En un par de pizarras, en el salón, Juan tiene el esbozo de su concepción de objeto poético. Probablemente me equivoque en los términos. Me habló de procesos de creación. Yo le enseñé mi libreta de Hamlet. Discutimos sobre el origen, el motiv, según dice, de nuevo, el todopoderoso libro de Literatura Universal de los nenes. Cómo se origina el poema. Una pavesa inicial, pensé. El poema, como el fuego, está en esencia ahí. Su éxito depende de que prenda. Para ello, imagino, serán necesarias las condiciones óptimas de humedad, presión, ángulo y otros términos. Su idea, mostrarlo todo. La ciencia, me dijo. La ciencia, le dije. Recordé que en los apuntes dice que los parnasianos también hacen eso. Recurrir al objetivismo científico para alejarse del sentimentalismo romántico. Al que todos tendemos. Esa es una verdad irrefutable.

Carne de pixel. Poesía de la que no se enseña. Víctor lo decía también en un post hace unos días. Valen Machado, Juan Ramón, Cernuda, todos esos. Son los clásicos, qué decir. Pero hay más. A lo mejor funcionan.

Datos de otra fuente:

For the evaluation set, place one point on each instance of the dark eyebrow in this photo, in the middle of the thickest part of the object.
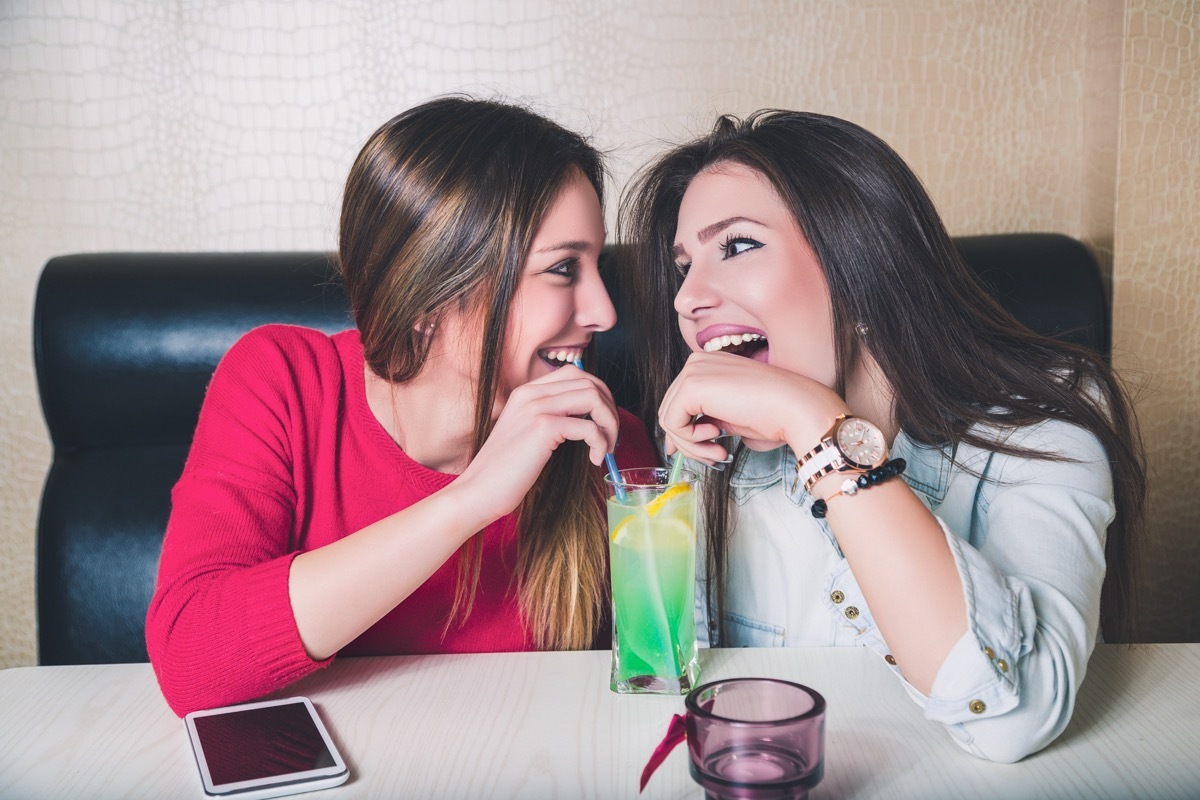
(706, 233)
(579, 246)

lo más difícil de narrar siempre es el presente. Su instantaneidad no admite proyecciones, fantasías, desenfoques. Yo no sé si todo aquello existió porque no sé si existe. No sé si son ciertas tus manos [aunque sí sé que verosímiles] bajo la lluvia, y tus ojos como Polaroids [irrepetibles y mostrando más de lo previsto]. Llorabas. Llovía. Quién deja a quién si todos andamos diferidos de nosotros mismos, dejando atrás lo que entendemos para no entender lo insoportable: que cada cual es uno y además no numerable, que vendrán otras, que vendrán otros, que asusta pensar hasta qué punto todos somos inter cambiables. Sé que no podré olvidar cuanto vi en tus ojos: el aire ionizado sobre nuestras cabezas, tus manos apretadas [no sé exactamente qué visión pretendían re futar]. Puede que fuera yo quien lloraba, puede que fuera en mí donde llovía. Puede que aún me estés besando, o que aquel martes [por decir un día] jamás haya existido.


cincunvalamos la ciudad. Aunque ya era mayo, hacía frío, llovía. Que el mundo es un lugar horrible, escribió Sábato en El Túnel, es una verdad que no necesita demostración. Entonces, me digo, por qué persistimos en demostrarlo. Lo llamaré pixelado nº4.


recordar un hecho real dentro de un sueño equivale a dotarlo aún más de la realidad: dos límites lo acotan: anochece y amanece. El abrazo mientras dormías para llevar tú mi mano hacia tu pecho con tibia [no sé cómo expresarlo] ensoñación no soporta tal exceso de realidad y en mitad de la noche me despierto.